Managing Principal, Labstuff said...

Wolfgang Weber has a great piece on SO2 that appeared not long ago in the SF Chronicle. You might find it interesting.

http://www.sfgate.com/cgi-bin/article.cgi?f=/c/a/2008/08/22/WI83125OCG.DTL

And you're right about the levels of SO2 use being important.

In the case of amphora wines, I think it's likely a combination of natural wine-making trends and the fact that making wines this way involves more oxygen exposure than, say, a stainless steel tank with a CO2 buffer. Most of the few who use clay pots, press whole clusters, dump juice, skins and stems together into the buried amphora and then stir the mix occasionally during a lengthy fermentation period. So there's going to be a fair amount of oxidation regardless of whether or not they use sulfur as a stabilizing agent.

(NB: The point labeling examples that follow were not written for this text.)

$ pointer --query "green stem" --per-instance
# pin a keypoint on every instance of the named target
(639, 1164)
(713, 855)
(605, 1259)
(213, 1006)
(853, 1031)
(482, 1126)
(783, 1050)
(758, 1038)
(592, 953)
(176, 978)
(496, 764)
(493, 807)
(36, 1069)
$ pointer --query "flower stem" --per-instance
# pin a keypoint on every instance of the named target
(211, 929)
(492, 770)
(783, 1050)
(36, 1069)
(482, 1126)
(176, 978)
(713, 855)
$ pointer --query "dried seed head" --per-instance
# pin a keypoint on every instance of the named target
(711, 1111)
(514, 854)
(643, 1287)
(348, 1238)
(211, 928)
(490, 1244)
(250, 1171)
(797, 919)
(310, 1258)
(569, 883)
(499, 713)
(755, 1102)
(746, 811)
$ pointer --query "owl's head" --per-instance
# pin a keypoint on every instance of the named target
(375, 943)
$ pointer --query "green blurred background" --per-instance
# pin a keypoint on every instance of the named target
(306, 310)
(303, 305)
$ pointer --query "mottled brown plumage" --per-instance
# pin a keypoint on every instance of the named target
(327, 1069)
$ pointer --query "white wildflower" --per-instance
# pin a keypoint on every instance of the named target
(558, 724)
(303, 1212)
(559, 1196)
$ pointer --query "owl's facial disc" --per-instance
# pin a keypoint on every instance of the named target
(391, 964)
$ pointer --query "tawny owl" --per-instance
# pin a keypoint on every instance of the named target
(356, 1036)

I'm anticipating my next report, but is there a Whole Foods grocery store in your lmc town? I recently learned they were integral in bringing the amphora wines from Vinoterra into the US. Maybe a request to the wine-buyer at the store might conjure a few bottles to the local shelves?

Cheers, Glen.

Glen said...

Thanks for the article, it was a fun read. I did notice that one of the winemakers thought using new barrels allowed lower levels of SO2. I heard an interview with Sam Harrop MW not too long ago that claimed new barrels were worse than old barrels for Brett contamination. I need to find some of these wines to see if they are a little more Bretty (I always enjoy a little Brett).

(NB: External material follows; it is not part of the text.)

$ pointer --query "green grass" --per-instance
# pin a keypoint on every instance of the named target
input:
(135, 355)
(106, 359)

Alas, there is no Whole Foods in my LMCT (Bloomington, IN). While I am usually chained to my desk in a lab churning out data I do go to a larger midwestern college town with a Whole Foods (Madison, WI) every few weeks. I'll see what if they are interested in stocking some amphora wines from Vinoterra.

Glen said...

Sam Harrop Interview

http://www.thirtyfifty.co.uk/uk-wine-show-detail.asp?id=109&title=UK-Wine-Show-109-Sam-Harrop-on-Brettanomyces

Do Bianchi said...

Just curious: what was the occasion that you tasted camel piss in the first place? ;-)

Seriously, great post and great point... Thanks for the shout out in today's post. I'm posting tomorrow on an oxidized Fiano from Campania.

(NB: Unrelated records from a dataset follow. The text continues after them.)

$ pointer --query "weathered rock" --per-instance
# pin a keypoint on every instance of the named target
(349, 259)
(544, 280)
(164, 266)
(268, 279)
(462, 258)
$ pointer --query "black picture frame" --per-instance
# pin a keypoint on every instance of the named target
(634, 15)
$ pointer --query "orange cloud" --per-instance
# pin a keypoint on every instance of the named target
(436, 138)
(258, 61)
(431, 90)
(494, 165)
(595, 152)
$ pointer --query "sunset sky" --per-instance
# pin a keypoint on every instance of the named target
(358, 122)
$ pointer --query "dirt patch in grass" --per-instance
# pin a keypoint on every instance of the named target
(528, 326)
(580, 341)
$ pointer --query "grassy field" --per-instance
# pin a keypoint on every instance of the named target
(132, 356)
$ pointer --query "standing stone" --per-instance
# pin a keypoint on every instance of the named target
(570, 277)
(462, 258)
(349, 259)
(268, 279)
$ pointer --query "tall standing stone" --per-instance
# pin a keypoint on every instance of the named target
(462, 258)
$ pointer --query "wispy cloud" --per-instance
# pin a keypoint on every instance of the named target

Btw, did you see Tracie B's post on Joly?

http://mylifeitalian.blogspot.com/2009/02/loire-valley-and-nicolas-joly-winery.html

Managing Principal, Labstuff said...

Hey Jeremy, Nice to see you back at the Lab.

Thanks for the tip on Tracie's piece on Joly. That's a great post!

Aren't we overdue for a trip to Lou's? I've been in a couple times since you recommended the place and would be happy to go back anytime.

Cheers!

PS. Better not know the answers to some questions, I think.